The friend I mentioned is now working in the UK. She is very busy now and still gets those headaches sometimes. But these headaches come now in a house full of her lively, loving children. A frenzied working-mother, she now has no time to read herself, but instead of a toy-room for her children, she’s built them a reading room and stacked it to the rafters with the books she adored long back. Harry Potter series flanks The Hobbit which flanks Sherlock Holmes books that straddle Ameer Hamza who sits atop Umroo Ayyar who covers everything by Terry Pratchett. The Drummer Girl and Jannah Jewels are new additions for a wholesome feminist mix. Comic books are banned for eternity. So is the Twilight series. My friend calls the room her Pensieve. There is love mixed with a healthy dose of grief in the memories she has of her adolescent years. Many a times the fiction that surrounds her seems truer than her own story. Like two Holocaust survivors role-playing from Gone With the Wind. Or perhaps like a latter-day Scheherzade who, even as she sees the speck on the horizon drawing no closer, continues to draw life from her stories dawn after dawn.

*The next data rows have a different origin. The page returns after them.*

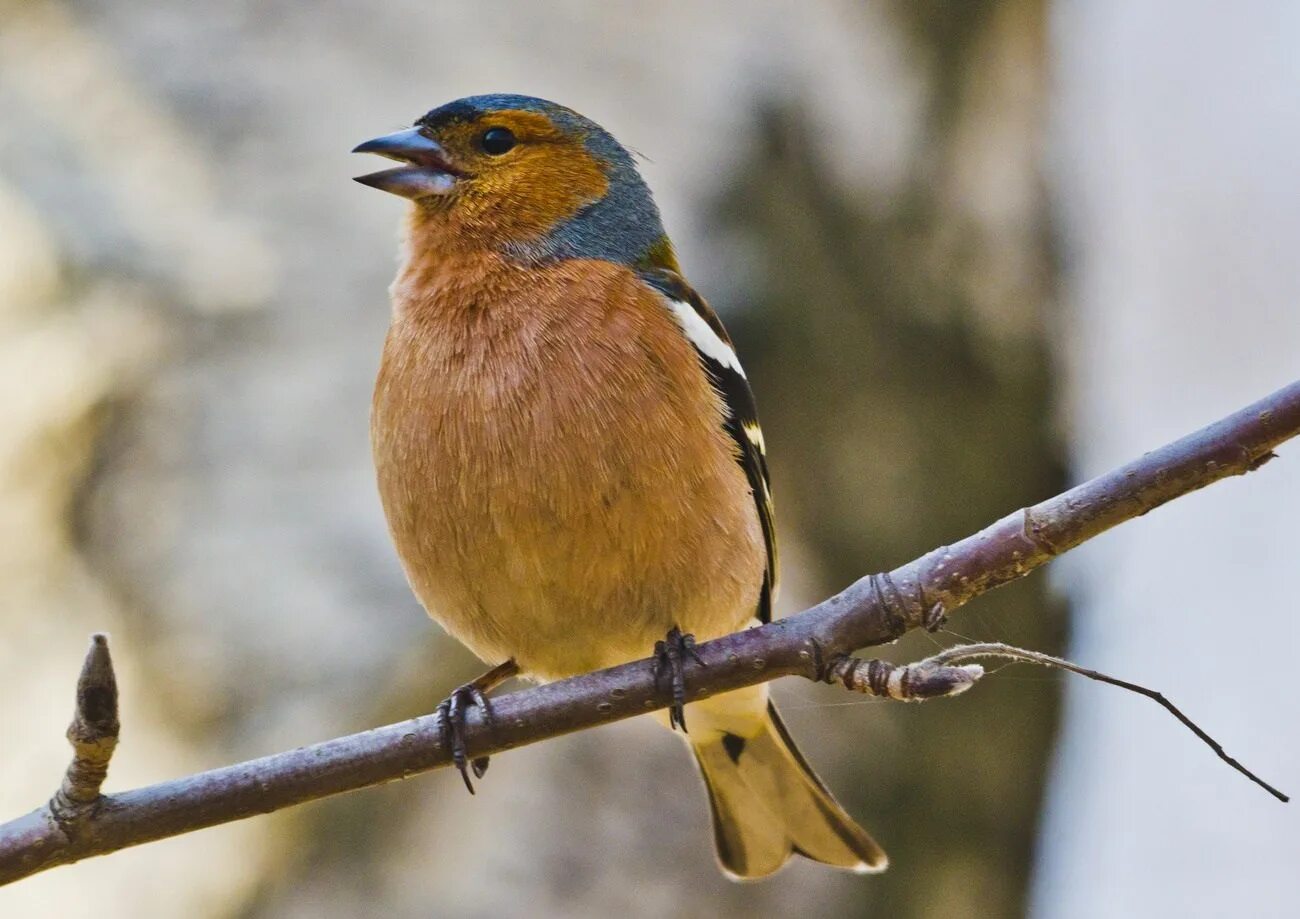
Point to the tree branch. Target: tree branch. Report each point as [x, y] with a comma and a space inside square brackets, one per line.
[875, 610]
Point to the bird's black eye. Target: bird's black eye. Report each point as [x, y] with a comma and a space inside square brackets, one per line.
[497, 141]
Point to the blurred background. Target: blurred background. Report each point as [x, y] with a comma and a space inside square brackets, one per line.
[970, 252]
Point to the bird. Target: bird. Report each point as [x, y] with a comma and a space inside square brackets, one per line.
[568, 453]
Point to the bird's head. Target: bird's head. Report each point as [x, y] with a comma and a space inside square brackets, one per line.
[529, 178]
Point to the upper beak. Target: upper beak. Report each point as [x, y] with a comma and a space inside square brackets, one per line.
[429, 170]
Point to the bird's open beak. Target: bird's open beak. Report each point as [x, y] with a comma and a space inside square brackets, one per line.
[428, 170]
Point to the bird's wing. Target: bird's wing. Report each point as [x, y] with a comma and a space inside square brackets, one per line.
[716, 355]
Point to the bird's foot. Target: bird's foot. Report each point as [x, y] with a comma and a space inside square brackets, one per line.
[451, 729]
[670, 658]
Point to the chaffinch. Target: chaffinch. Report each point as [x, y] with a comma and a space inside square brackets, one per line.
[568, 453]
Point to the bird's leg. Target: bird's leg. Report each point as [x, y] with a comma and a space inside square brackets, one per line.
[451, 716]
[670, 657]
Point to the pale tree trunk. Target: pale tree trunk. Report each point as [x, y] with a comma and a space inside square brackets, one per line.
[1177, 148]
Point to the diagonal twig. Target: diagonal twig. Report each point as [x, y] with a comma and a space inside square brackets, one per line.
[1010, 653]
[875, 610]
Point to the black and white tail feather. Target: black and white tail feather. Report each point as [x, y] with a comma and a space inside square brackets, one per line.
[766, 801]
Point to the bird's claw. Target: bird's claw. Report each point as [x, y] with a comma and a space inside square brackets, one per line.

Harry Potter at the British Council Library
British Council library teams in Lahore and Karachi planned out a bunch of events to celebrate the 20th anniversary of the publication of Harry Potter and the Philosopher’s Stone.
“J. K Rowling is a British author and we have so many fans in the city so it was natural for us to do something around Harry Potter books,” Rabeea Arif, Manager libraries, told Us.
“Only 8-17 year olds kids could take part in The Great Big Harry Potter Quiz; but, if adults showed interest, British Council Library could also arrange an adults-only quiz as well.”
Humera Fatima, Library and Information Advisor, reminisced about days when she had little access to social media, but she would still manage to find out when Harry Potter books were coming. “I used to preorder the books at least six months ahead of their release; I was so crazy that I would keep calling Liberty and ask them for the date of the arrival of the books.”
Harry Potter fans don’t just have a special relationship with the story of this magical world, but they would also cherish the copies they have had with them for all these 20 years. “It was touching to see people wait impatiently for the book club session we had earlier this month. They were carrying copies of Harry Potter and Philosopher’s Stone and some of the copies were really old and musty with notes scribbled all over them. They would all compare their copies with each other and talk about how they got their first copies.” Rabeea shared.
And at the end of July, the Harry Potter’s Birthday Bash is a cherry on top. Fans can come in costumes with wands and spell books, enjoy butterbeer-like drinks, play Harry Potter inspired games in the courtyard and win prizes. Even a Marauder Map treasure hunt will be set up inside the library; and, for movie buffs, there will be short film screening in one of the rooms in the library.
Celebrations don’t end here because more Harry Potter books are coming out this October to mark the 20th anniversary of this magical journey!